The Mondulkiri provincial agriculture department has reported that the production of fresh coffee beans in the province is yielding a higher market value following the signing of a production contract, coinciding with an increase in both the cultivation and area allocated for coffee.

Song Kheang, director of the Mondulkiri Provincial Department of Agriculture, Forestry and Fisheries, stated on November 19 that the price of fresh or raw coffee beans in the province rose in 2023, subsequent to the finalisation of a contract regarding the supply of fresh coffee products.

“The cost of fresh or raw coffee beans ranged between 1,350-1,500 riel in 2023, marking an increase of 200-300 riel. It’s anticipated that the price of these coffee beans will continue to rise, reaching between 1,400-1,600 riel per kilogramme in the coming year,” he explained.

Kheang attributed the price increase to a two-year collaboration between the provincial agriculture department and a coffee company, which agreed to purchase the beans at a higher market price.

“Upholding the market value of fresh coffee products or raw coffee beans has played a significant role in enhancing the livelihoods of farmers, boosting their resilience and strengthening cultivation practices to ensure a standard and sustainable supply chain,” he explained.

Meas Makara, a resident of Maprayong village in Mondulkiri’s Pech Chreada district, said that she has been cultivating coffee for nine years to supply the current market and contribute to the country’s agricultural sector.
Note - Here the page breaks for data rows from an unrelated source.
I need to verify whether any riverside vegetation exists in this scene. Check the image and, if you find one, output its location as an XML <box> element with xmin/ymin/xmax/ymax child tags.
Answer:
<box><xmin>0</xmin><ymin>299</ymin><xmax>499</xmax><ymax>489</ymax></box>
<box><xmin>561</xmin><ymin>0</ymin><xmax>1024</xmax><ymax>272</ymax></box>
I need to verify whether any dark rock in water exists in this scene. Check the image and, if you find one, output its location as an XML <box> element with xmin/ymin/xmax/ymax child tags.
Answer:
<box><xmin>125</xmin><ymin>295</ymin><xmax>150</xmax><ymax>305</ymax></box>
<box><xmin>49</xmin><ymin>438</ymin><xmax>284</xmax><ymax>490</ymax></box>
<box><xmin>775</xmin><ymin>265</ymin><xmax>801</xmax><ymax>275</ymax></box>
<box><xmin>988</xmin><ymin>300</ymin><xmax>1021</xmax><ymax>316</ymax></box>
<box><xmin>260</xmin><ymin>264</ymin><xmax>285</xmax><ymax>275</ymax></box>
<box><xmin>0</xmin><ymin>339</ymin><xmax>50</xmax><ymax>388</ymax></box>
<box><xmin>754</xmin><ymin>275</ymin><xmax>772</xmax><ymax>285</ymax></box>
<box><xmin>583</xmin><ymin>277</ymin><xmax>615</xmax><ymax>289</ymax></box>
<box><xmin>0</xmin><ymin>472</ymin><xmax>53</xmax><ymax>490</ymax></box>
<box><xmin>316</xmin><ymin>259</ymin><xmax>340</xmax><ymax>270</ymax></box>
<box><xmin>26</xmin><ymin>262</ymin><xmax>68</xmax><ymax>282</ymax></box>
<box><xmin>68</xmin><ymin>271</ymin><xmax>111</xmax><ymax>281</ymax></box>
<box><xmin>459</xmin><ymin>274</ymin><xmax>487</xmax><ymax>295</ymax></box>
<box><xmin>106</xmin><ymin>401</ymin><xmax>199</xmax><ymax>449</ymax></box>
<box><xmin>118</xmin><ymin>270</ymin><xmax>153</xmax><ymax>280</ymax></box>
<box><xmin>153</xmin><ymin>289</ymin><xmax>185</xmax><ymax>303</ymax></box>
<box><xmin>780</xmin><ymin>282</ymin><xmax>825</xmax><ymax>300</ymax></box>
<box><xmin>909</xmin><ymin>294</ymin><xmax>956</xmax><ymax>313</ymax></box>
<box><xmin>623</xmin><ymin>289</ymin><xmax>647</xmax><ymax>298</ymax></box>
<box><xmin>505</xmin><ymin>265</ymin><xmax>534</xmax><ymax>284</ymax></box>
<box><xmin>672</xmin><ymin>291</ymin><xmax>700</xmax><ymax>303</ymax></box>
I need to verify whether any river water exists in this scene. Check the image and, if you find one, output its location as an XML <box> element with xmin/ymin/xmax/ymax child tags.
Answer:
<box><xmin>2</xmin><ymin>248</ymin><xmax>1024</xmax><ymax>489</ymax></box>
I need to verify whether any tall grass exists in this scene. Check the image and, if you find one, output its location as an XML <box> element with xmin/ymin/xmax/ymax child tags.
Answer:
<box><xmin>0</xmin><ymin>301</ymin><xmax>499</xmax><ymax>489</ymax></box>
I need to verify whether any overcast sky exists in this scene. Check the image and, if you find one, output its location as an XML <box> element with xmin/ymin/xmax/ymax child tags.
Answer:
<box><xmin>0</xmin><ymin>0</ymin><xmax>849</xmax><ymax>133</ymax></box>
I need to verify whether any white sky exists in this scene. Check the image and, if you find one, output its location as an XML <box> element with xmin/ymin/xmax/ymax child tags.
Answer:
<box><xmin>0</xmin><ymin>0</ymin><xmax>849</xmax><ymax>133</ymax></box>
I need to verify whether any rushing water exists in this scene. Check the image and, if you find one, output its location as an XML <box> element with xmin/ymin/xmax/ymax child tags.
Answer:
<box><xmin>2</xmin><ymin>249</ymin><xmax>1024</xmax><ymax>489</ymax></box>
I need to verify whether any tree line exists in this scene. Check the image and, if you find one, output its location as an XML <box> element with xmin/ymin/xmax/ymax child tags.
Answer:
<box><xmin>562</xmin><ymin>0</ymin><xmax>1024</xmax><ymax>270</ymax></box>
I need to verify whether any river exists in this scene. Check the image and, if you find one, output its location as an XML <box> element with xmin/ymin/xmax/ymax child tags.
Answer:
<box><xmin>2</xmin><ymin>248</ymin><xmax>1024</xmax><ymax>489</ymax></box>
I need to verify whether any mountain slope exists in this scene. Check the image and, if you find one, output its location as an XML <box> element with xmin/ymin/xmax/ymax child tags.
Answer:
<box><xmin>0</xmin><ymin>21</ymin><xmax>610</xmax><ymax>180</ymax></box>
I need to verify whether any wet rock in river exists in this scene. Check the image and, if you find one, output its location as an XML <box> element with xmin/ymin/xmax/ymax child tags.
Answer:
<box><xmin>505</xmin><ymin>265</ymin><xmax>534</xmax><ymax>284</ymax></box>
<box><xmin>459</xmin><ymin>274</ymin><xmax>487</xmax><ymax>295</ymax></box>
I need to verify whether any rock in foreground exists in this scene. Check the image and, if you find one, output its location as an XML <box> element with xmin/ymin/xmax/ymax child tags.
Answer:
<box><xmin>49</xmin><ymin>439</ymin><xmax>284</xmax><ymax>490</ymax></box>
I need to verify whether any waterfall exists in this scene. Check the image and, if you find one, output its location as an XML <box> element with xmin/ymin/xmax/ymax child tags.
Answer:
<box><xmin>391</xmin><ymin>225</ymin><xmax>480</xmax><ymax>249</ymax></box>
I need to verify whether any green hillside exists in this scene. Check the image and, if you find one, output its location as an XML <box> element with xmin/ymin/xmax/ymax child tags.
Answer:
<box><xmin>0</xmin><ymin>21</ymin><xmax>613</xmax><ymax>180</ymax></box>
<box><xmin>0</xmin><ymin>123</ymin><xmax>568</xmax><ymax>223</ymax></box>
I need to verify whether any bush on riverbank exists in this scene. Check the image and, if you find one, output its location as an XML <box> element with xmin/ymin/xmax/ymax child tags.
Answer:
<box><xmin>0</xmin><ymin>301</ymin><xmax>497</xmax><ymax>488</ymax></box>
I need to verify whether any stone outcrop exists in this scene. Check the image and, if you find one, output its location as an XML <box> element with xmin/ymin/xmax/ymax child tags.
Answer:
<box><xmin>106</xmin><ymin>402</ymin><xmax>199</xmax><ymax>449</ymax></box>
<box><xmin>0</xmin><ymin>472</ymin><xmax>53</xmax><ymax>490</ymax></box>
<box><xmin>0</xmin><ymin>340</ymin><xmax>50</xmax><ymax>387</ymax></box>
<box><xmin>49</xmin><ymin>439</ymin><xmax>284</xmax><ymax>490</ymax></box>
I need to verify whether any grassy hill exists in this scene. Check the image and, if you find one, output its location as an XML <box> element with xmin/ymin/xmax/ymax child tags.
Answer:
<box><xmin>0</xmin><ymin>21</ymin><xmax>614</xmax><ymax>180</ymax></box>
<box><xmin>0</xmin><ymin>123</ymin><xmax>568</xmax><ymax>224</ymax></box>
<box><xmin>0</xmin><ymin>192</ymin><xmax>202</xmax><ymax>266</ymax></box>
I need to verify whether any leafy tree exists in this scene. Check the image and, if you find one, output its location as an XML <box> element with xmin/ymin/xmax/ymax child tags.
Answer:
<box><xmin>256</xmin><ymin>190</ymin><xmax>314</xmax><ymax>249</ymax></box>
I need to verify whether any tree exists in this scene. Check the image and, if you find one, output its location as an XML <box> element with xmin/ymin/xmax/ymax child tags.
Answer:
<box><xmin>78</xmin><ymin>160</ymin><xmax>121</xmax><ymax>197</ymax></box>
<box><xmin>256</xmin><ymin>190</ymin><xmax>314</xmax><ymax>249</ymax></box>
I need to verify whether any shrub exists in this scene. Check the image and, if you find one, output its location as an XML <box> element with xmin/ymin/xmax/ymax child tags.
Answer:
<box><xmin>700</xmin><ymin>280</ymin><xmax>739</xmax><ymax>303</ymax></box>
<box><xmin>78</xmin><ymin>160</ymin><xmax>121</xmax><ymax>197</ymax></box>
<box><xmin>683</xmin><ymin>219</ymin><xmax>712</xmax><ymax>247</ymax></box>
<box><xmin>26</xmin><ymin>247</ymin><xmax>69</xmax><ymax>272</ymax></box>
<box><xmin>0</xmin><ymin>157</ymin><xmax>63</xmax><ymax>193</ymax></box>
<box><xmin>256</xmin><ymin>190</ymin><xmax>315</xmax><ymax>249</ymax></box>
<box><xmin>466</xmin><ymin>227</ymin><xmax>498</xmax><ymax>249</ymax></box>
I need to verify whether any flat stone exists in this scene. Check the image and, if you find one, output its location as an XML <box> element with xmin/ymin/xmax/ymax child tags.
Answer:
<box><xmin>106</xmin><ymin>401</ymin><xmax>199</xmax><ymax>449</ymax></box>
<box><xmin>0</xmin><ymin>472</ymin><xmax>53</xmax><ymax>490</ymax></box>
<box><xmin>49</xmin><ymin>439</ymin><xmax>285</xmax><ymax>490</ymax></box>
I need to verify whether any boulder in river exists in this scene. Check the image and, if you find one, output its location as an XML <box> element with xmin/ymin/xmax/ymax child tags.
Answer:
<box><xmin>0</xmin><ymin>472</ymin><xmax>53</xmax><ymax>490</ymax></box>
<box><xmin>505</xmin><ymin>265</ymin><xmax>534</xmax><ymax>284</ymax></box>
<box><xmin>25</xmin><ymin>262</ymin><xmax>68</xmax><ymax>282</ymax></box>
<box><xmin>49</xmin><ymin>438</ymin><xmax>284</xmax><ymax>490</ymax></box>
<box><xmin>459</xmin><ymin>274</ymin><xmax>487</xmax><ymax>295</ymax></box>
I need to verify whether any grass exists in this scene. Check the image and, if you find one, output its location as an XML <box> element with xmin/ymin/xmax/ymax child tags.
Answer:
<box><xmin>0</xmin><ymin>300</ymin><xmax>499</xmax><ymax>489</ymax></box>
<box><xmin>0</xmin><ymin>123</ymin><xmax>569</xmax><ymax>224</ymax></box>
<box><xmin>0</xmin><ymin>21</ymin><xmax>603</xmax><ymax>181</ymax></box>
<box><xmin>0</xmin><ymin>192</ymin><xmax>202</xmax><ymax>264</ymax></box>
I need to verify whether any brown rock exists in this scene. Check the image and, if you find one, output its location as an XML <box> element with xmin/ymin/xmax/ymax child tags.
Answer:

“Coffee is a crop that is currently in high demand in both domestic and international markets,” she stated.

“Fresh coffee beans are now reasonably priced, particularly after contract farming mediation. Companies are ready to purchase, so we don’t worry about the market. However, we must comply with conditions like using natural fertilisers and providing care to ensure the quality of the fresh coffee beans,” she added.

Kheang reported that as of 2023, approximately 365 households and a company, covering a total area of 525 hectares, have been cultivating coffee. While the number of households has slightly increased, the cultivation area has expanded considerably.

Agriculture minister Dith Tina noted that he has frequently encouraged stakeholders to engage in agricultural production contracts between private companies and farmers.

He emphasised that these contracts are crucial in enhancing the agricultural production value chain, particularly in strengthening the relationship and trust between producers and buyers.

The ministry is preparing to expand the currently limited cultivation of Robusta coffee and its usage, as they acknowledge the significant increase in coffee consumption in the country.

The variety is deemed suitable for cultivation in the Kingdom, particularly in highland regions like Mondulkiri. The moderate cold weather and heavy rainfall in these areas are conducive to coffee growth, enabling farmers to achieve higher yields, as per the ministry.